LAS PLEGARIAS ATENDIDAS

Cuando llegaron al hotel, en un coche de la Guardia Civil, Helena estaba tan cansada que se quedó dormida en su hombro. Gabriel tuvo que zarandearla para despertarla. Al principio, ella, aturdida, no parecía recordar nada de lo que había pasado. Preguntó dónde estaban con voz vacilante y quebrada. El la agarró por la cintura porque la chica, dócil y enajenada, parecía a punto de desmayarse. Llegaron a la recepción y Gabriel pidió las llaves de las dos habitaciones. Acompañó a Helena a la suya y decidió que no podía dejarla sola en aquel estado. Se la veía incapaz de sostener la mirada -los ojos perdidos, húmedos, atónitos, incrédulos, dilatados, en suspenso- y respiraba de modo desigual y desacompasado, agitada y confusa como un animalito atrapado. Helena se tiró en la cama y se tumbó boca abajo. El decidió que dormiría a su lado. No estaba pensando en tocarla, pero tenía miedo de que si la dejaba sola ella pudiera cometer alguna locura. Arrojarse por la terraza, quizá. El piso era alto.

Lo recordaba todo como en un sueño. El helicóptero, los jeeps, las luces, los hombres con uniforme, las dos mujeres y su extraña pasividad, cómo se dejaron subir al coche como si la cosa no fuera con ellas, con elegancia incluso. Las declaraciones en la comisaría. El intérprete. Las lágrimas de Helena. Preguntas y preguntas.

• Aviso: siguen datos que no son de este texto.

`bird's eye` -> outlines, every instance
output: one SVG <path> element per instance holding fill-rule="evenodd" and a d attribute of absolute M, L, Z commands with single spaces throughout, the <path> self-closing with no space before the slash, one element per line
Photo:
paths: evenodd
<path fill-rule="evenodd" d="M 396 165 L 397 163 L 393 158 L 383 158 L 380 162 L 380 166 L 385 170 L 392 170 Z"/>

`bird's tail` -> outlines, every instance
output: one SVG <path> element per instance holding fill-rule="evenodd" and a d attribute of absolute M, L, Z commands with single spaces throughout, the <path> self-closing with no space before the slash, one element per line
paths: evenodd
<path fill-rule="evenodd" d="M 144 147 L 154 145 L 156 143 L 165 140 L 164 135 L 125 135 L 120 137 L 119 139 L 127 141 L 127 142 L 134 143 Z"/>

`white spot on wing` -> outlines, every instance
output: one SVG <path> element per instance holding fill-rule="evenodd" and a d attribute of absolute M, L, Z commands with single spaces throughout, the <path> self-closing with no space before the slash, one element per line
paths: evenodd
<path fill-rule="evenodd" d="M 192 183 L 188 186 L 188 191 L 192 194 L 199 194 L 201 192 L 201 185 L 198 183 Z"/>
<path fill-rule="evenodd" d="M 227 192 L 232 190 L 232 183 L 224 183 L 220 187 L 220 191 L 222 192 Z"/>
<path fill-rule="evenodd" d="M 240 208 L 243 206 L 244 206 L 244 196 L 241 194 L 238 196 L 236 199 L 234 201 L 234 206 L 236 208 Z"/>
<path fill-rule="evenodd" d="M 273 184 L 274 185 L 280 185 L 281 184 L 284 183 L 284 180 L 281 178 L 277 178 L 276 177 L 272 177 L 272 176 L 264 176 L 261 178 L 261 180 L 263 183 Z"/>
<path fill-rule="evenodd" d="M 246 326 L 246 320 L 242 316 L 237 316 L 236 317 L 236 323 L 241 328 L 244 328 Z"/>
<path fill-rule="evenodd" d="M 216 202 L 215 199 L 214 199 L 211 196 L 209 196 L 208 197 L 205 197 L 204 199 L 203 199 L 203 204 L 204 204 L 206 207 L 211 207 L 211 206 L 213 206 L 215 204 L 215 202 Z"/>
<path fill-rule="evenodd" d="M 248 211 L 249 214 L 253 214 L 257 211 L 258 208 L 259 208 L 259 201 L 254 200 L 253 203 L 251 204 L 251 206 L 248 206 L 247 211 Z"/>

Helena empezó a llorar, abrazada a la almohada, con unos sollozos que le partían el pecho. Gabriel la abrazó. Parecía muy pequeña entre sus brazos, muy frágil. Y fue ella la que le buscó la boca. Después se enredaron manos, dedos, piernas, brazos, lenguas, todo con una urgencia salvaje. Las yemas de los dedos de Helena acariciaban su cuerpo como si estuvieran definiéndolo, trazando sus límites con el mundo exterior. Gabriel reprimía un sufrimiento muy intenso en el que no se hundía, sino que, por el contrario, soportaba con todas las fuerzas que le quedaban, al borde de la experiencia culminante que sería la felicidad. Increíble que en aquel grado extremo de desolación y ansiedad, a punto de tocar fondo y de trasponer límites, el cuerpo pudiera aún responder y desear. Y, cuando acariciaba los rizos sedosos y castaños de Helena y se abría paso con el dedo índice en el sexo húmedo y tibio que se separaba y le llamaba, comprendía perfectamente por qué Helena le deseaba precisamente entonces y no antes, por qué le estaba usando, en busca de un asidero que le permitiera sobrevivir hasta la mañana siguiente, en busca, quién sabe, de liberación o de restitución, y por qué él se dejaba usar: porque existe un grado extremo del sufrimiento en el que pierden sentido todas las nociones lógicas, y en el que lo único que importa es cómo va uno a superar el altísimo muro erizado de cristales en que la noche puede convertirse, gracias a qué extraña y poderosa alquimia seguirá palpitando el pulso de la sangre, cómo se contraerán y se expandirán los pulmones para inhalar y exhalar aire, y si esa magia se concreta en un cuerpo cercano todo vale, y Gabriel sentía que toda aquella situación le sobrepasaba y le desbordaba, y sabía que la certeza de la desaparición de Cordelia había abierto diques y derribado murallas, y que ambos, Helena y Gabriel, eran como dos náufragos que se aferraban desesperadamente el uno al otro.

Si dos erizos se acercan, las púas de cada uno dañarán al otro. El miedo a ese dolor hace que se aíslen para evitarlo y, en consecuencia, terminan sufriendo por su soledad. El erizo no desea acercarse a otros por el sufrimiento que eso podría causarle, pero quedarse en soledad también le causa sufrimiento. Haga lo que haga, está destinado a sufrir.